As of writing Lean does not seem to have a natural way in the language to extend inductive types. In this post I contextualize the issue with a simple example of formulae, discuss what I would like out of inductive extension, and discuss some approaches to mimicking the desired behavior.
Lets begin with an example to demonstrate what we mean by extending inductive types. For this example we look at how we would typically define a formula type for modal logic. If we have an inductive type representing propositional formulae:
inductive PropFormula where
| atom : String -> PropFormula
| not : PropFormula -> PropFormula
| and : PropFormula -> PropFormula -> PropFormula
We can’t just represent modal formulae with something along the lines of
inductive ModalFormula extends PropFormula where
| box : ModalFormula -> ModalFormula
We instead need to actually define out the language in full:
inductive ModalFormula where
| atom : String -> ModalFormula
| not : ModalFormula -> ModalFormula
| and : ModalFormula -> ModalFormula -> ModalFormula
| box : ModalFormula -> ModalFormula
Tragically it feels like we’re losing something here, PropFormula and ModalFormula are not explicitly related, and we can’t easily extend metatheorems we prove via structural induction on PropFormula to ModalFormula by only adding a case for the box. First, lets discuss why there is probably no way to extend inductive types like this in a way that makes everyone happy.
The above example is clearly biased to make it look like this is a natural and easy extension, but there are non-trivial questions on the semantics of how extension would behave on inductive types. For structures extends behaves as the product operator: if we have structure A where (a: Nat) (b: Nat) and structure B extends A where (c : Nat), B behaves identically to Nat × Nat × Nat modulo member names.
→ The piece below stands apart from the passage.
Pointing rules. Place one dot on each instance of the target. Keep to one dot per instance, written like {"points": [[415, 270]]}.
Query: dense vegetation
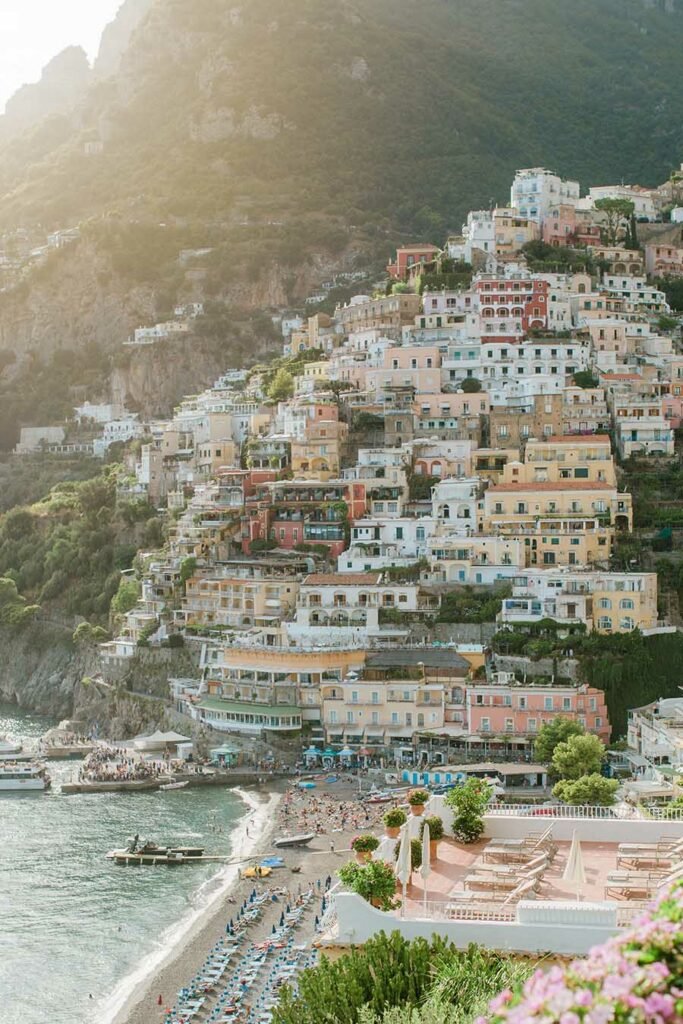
{"points": [[632, 670], [221, 125], [392, 981], [68, 550]]}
We might expect extension of inductive types to behave the same way where extends behaves as a sum operator on members of an inductive type. This would work fine if inductive types were merely sum types. For example, a single color channel selection enum inductive RGB_channel where | R | G | B and its extension to an RGBA channel selection enum inductive RGBA_channel extends RGB_channel where | A would be expected to be equivalent to Unit ⊕ Unit ⊕ Unit and Unit ⊕ Unit ⊕ Unit ⊕ Unit respectively modulo aliases for the constructors (i.e. def R = Sum.inl () etc).
The existence of specifically inductive constructors throws a wrench in this: in the above example, unless ALL PropFormula in the PropFormula constructors become ModalFormula under the extension, we do not get the behavior we want. If only the codomain (domain1 -> domain2 -> ... -> codomain) of the constructors for PropFormula become ModalFormula then our modal formulae type would exclusively be those with boxes at the top level. This is clearly not what we want in this specific case, but we might want this behavior other under other circumstances, hence there are decisions that need to be made with what extension would look like.
It is possible that we could use some Metaprogramming in Lean4 here to add a the type of inductive extension we want to the language, by generating redundant inductive constructors from an extended type according to the informal semantics given above. This however does not solve the original problem, our PropFormula and ModalFormula are still not explicitly related.
One approach to solving this relation issue may be automatic generation of custom recOn and casesOn functions for our extended inductive types using metaprogramming, by automatically giving a canonical isomorphism between a the propositional subtype of ModalFormula and PropFormula. This would hopefully allow us to use proof of a PropFormula property to prove the same property holds for ModalFormula property holds merely by proving the box case. This seems possible but non-trivial, and requires more research.